Most games with a story that’s influenced by the player’s decisions tend to float around you being a benevolent hero or an absolutely insufferable hero. Very rarely are we handed the controls to a truly villainous character and those times we are can go way off the deep end like in 2015’s Hatred, a game previously banned from Steam but then allowed to release on the storefront. This year, Obsidian Entertainment provided gamers with a different type of experience.

Obsidian’s Tyranny is a spiritual successor to their critically well received crowdfunded game Pillars of Eternity. Tyranny takes PoE’s isometric RPG formula and streamlines the experience into a narrative with a more balanced pace and combat with much better balance. Beyond the changes, another big draw of the title is the fact that you play as a fantasy villain. This is no rise to power of some evil empire that you usually witness in other games: that fight is long over and you work for the big bad that rules all, Tunon. You serve as a sort of judge for her in this world and, with such an approach, I wondered if this would be some cliche redemption story where you end up purging the evils as sort of a morally conflicted undercover baddie.

I was wrong.

From open to close, there’s not even an inkling of an opportunity to step away from the cruel world you were instrumental in building. How instrumental? The game opens with you making a series of crucial choices during the main villain’s tyrannical campaign.

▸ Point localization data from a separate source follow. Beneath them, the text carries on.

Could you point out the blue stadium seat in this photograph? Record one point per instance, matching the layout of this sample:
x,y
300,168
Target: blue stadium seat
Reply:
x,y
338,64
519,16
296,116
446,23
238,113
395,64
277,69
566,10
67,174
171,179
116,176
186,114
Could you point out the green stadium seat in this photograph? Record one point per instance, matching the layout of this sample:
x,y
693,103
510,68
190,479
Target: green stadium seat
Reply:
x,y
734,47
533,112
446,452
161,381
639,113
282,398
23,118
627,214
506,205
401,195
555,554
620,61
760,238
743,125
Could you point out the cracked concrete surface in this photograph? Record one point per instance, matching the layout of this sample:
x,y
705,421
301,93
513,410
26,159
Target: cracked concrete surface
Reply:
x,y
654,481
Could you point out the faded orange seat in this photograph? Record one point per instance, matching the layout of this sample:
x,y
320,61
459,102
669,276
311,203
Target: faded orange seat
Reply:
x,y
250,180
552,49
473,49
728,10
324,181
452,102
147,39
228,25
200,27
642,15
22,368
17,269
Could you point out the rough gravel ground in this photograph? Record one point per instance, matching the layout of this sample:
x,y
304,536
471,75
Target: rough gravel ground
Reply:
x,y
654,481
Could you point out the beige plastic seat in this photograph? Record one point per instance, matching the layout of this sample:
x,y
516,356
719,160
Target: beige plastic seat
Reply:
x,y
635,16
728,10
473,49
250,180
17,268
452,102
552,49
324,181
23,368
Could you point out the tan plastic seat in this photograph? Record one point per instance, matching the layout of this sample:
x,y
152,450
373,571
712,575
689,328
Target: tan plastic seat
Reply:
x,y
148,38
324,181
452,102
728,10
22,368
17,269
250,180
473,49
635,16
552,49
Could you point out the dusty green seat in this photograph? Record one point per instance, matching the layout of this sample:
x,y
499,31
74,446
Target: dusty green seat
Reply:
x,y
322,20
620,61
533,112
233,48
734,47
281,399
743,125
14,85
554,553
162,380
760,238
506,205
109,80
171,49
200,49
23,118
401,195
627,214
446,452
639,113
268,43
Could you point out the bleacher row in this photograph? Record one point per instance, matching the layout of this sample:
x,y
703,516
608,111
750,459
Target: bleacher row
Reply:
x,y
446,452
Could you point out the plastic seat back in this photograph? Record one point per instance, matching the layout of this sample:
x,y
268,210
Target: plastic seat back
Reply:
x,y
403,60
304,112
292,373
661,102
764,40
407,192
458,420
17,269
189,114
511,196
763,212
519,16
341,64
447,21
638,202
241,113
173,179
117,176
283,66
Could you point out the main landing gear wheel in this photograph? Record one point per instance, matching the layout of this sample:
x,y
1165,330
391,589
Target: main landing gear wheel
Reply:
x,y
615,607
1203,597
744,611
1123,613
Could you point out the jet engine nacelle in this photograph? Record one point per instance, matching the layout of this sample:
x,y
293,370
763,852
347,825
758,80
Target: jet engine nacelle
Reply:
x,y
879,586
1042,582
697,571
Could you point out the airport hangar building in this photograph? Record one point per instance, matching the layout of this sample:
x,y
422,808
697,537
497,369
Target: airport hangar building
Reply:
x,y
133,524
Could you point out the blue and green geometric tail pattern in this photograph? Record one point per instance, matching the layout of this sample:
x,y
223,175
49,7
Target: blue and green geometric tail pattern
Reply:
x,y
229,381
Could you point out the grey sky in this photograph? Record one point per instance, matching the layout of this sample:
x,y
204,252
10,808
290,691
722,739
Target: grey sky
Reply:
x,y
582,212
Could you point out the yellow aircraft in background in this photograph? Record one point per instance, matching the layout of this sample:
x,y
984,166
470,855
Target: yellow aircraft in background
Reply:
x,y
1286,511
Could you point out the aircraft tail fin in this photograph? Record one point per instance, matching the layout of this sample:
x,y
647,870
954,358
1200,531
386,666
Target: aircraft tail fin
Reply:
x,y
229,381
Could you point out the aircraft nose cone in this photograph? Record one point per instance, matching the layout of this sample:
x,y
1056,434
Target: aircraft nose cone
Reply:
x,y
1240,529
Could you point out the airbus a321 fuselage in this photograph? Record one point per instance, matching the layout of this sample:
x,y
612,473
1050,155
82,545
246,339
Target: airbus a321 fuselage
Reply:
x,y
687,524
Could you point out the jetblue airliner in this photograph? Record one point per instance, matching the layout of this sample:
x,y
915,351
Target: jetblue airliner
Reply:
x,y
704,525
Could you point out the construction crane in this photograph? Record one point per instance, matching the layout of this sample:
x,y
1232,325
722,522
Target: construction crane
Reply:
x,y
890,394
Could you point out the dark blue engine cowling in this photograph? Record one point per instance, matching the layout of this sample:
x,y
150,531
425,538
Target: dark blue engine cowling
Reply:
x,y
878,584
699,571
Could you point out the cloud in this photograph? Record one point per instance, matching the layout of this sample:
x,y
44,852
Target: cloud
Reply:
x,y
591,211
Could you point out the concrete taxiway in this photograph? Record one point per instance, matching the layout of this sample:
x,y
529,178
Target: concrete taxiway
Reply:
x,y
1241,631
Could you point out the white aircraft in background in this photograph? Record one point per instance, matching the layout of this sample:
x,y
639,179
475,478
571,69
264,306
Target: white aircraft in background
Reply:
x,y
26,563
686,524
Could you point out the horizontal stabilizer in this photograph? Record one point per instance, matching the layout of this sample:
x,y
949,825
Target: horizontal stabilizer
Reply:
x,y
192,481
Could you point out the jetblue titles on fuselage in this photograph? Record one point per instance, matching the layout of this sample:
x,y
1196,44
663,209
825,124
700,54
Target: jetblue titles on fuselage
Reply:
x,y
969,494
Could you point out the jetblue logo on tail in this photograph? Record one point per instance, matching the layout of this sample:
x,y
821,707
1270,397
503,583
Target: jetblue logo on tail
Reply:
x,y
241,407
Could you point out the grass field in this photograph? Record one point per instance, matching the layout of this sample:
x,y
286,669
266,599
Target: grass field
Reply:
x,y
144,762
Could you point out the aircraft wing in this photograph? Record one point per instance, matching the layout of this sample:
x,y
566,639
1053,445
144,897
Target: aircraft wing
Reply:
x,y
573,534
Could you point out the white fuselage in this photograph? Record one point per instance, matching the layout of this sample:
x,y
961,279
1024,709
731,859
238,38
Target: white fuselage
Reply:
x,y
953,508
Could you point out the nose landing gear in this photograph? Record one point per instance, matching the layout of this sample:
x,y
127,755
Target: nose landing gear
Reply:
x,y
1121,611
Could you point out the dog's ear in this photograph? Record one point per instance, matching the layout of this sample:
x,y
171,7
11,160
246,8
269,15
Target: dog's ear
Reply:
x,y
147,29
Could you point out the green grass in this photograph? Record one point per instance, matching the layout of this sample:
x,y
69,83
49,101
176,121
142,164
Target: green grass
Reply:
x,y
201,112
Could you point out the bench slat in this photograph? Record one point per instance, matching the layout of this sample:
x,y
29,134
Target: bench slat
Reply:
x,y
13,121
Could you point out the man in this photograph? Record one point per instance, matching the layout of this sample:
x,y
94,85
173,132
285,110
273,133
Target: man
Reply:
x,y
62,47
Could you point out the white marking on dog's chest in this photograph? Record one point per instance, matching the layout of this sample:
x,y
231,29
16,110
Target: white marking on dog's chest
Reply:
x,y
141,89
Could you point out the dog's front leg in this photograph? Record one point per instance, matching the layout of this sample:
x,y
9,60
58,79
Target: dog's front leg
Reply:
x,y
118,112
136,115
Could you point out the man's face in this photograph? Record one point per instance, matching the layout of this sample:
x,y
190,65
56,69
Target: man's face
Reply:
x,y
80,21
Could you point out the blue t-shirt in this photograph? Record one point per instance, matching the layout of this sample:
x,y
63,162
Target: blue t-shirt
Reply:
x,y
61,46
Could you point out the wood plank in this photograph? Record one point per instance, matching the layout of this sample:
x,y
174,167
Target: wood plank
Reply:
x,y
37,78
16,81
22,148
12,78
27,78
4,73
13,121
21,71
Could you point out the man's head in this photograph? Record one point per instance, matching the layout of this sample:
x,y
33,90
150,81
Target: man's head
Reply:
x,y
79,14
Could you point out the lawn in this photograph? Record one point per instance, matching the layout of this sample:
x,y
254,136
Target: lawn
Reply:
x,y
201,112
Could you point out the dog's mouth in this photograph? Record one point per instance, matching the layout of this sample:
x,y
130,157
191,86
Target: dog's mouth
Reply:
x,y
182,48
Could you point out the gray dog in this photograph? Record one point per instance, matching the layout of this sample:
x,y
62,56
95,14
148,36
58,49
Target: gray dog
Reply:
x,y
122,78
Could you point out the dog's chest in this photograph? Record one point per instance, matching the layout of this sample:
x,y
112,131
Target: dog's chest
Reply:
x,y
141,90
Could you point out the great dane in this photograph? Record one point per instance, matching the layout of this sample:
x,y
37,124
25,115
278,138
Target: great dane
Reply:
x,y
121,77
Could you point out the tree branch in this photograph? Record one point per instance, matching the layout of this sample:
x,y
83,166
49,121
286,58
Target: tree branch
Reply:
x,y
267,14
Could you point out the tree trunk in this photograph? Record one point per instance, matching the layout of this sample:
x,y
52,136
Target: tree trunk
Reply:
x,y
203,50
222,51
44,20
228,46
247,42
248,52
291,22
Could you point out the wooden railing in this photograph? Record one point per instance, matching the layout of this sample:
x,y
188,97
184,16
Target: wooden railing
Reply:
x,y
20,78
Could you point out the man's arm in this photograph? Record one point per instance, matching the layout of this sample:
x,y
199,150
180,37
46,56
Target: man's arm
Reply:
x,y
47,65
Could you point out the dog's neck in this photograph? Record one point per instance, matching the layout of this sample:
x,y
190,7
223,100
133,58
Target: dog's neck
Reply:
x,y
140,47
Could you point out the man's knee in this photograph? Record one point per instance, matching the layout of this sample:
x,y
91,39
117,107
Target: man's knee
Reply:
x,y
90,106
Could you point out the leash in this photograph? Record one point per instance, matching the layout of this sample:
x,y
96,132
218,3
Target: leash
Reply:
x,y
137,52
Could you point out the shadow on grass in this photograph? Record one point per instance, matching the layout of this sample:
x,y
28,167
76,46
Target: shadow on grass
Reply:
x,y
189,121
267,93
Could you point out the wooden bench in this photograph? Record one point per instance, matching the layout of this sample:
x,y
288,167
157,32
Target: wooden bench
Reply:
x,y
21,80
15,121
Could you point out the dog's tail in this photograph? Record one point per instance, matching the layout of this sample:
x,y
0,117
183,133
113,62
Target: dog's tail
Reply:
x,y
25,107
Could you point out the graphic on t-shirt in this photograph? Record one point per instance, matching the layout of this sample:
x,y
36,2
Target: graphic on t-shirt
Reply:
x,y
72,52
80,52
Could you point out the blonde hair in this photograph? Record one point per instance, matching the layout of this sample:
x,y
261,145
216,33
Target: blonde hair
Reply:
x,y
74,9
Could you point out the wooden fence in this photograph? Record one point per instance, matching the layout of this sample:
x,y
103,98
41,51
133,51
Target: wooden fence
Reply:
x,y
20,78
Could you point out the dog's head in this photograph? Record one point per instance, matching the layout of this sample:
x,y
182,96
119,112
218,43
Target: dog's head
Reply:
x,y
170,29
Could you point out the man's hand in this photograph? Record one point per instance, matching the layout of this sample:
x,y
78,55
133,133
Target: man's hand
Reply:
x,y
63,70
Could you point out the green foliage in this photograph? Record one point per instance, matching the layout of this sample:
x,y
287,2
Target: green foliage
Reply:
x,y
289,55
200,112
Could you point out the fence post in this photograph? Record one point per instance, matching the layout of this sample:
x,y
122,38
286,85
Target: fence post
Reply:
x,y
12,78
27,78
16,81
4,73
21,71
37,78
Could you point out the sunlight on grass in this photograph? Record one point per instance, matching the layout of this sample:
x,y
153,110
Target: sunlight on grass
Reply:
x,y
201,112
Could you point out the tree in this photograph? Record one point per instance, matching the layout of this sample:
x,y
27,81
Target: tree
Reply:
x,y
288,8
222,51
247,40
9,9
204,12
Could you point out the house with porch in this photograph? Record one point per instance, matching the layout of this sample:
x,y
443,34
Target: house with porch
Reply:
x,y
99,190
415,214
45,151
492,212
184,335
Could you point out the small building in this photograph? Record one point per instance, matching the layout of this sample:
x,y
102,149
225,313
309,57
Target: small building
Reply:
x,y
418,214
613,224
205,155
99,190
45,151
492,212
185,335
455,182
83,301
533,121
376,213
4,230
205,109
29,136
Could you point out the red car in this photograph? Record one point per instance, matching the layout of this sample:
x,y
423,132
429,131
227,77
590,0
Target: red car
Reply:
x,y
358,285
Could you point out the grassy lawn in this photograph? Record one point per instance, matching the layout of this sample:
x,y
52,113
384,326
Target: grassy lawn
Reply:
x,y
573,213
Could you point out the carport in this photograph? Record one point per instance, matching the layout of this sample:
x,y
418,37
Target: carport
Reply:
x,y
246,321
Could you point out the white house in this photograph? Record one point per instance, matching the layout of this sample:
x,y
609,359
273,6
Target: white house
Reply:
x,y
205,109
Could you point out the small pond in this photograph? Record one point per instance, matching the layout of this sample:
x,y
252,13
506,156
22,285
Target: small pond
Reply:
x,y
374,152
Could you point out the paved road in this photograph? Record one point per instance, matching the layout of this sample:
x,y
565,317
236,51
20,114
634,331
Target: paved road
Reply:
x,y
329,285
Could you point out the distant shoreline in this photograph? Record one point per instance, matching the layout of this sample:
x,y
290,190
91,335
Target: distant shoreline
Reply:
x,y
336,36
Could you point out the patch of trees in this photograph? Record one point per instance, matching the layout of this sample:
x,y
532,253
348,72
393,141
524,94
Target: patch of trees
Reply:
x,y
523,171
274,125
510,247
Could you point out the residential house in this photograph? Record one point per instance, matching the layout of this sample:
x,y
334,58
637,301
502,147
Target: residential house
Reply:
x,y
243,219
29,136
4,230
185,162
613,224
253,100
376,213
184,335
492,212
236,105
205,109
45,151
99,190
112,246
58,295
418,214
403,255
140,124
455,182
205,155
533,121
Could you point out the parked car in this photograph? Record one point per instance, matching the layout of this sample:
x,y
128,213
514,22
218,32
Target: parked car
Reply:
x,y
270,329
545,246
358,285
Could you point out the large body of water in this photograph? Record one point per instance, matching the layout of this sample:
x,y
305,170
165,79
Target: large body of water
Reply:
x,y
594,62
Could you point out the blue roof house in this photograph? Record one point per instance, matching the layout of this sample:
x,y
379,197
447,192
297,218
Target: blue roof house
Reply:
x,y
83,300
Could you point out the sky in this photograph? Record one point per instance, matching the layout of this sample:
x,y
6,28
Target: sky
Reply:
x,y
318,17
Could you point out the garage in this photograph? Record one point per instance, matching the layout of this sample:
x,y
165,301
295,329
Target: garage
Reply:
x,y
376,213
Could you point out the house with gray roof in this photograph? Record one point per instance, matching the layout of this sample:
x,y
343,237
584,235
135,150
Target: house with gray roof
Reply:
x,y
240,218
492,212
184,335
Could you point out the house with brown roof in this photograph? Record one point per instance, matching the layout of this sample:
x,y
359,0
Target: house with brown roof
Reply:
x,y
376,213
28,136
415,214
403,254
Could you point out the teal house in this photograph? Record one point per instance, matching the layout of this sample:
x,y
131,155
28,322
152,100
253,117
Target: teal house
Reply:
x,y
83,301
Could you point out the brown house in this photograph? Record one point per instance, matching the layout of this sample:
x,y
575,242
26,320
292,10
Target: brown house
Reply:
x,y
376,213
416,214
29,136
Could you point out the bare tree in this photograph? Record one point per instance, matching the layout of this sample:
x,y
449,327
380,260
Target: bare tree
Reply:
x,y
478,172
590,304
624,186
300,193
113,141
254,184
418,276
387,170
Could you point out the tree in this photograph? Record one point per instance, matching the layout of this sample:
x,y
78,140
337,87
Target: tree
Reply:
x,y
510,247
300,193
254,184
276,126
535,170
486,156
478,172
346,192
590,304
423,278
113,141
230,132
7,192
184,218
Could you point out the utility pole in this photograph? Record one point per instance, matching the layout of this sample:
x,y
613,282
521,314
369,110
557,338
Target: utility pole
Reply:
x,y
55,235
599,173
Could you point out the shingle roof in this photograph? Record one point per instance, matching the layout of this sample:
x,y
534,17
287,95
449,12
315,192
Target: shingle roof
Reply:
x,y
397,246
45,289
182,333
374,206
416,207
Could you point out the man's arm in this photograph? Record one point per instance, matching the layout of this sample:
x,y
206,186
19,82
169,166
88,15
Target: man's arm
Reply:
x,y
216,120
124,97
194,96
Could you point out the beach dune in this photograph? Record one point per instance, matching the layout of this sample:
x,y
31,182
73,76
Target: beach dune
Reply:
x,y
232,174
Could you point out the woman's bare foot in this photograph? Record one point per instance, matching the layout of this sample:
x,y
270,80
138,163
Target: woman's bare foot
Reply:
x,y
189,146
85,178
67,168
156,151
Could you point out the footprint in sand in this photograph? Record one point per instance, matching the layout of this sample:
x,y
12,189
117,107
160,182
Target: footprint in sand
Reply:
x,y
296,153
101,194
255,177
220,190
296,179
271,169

Those choices are not forgotten by the people you rule over or by the allies that supported you through, an element that is most important to the overall plot of the base game. Elements like this coupled with very well written dialogue in the first act jumpstart the player into understanding their role as a villain. Essentially, I began to understand that I was in a position of authority when even my silence (a frequent dialogue option) would cause the most rugged of personalities to stumble over their words.

Up until a certain point in the game, I was a bit apprehensive about my role and was constantly seeking the redeeming olive branch in whatever quest or conversation I was involved in. I thought I’d be like this for the entirety of the game, but something clicked after I completed Act I. By way of quest options I won’t spoil, I was sent to Lethian’s Crossing to parlay with an infamous group of weapon forgers. I ran into a member of the Bronze Brotherhood passing into the village but assumed my status would get me across with a bit of conversation or stern silence. This particular guard was emboldened at first because he understood that his mercenary group didn’t answer to Tunon, but I actually started to get impatient. Though evil, a majority of my interactions up until this point were rooted in fairness and diplomacy, but this guy was checking my authority…

Who did he think he was?

The mercenary cowered when I eventually threatened his life, but his leader Raetomonnon then showed up. At this point, the leader was in place to explain to the player “there’s more to this quest,” but it was too late. I attacked. Raetomonnon retreated as I slayed his guard and then I entered Lethian’s Crossing. All of the villagers hid while all of the Bronze Brotherhood members in the city descended on me as I wandered around. I took them all on without an inkling of hesitation and, once they were all eliminated, I moved on to the forgers. It seemed the Brotherhood was strong-arming the villagers, which was a stroke of luck for me, but I can’t say that I made my decision with some honorable intention in mind — I was just angry they wouldn’t let me enter the village.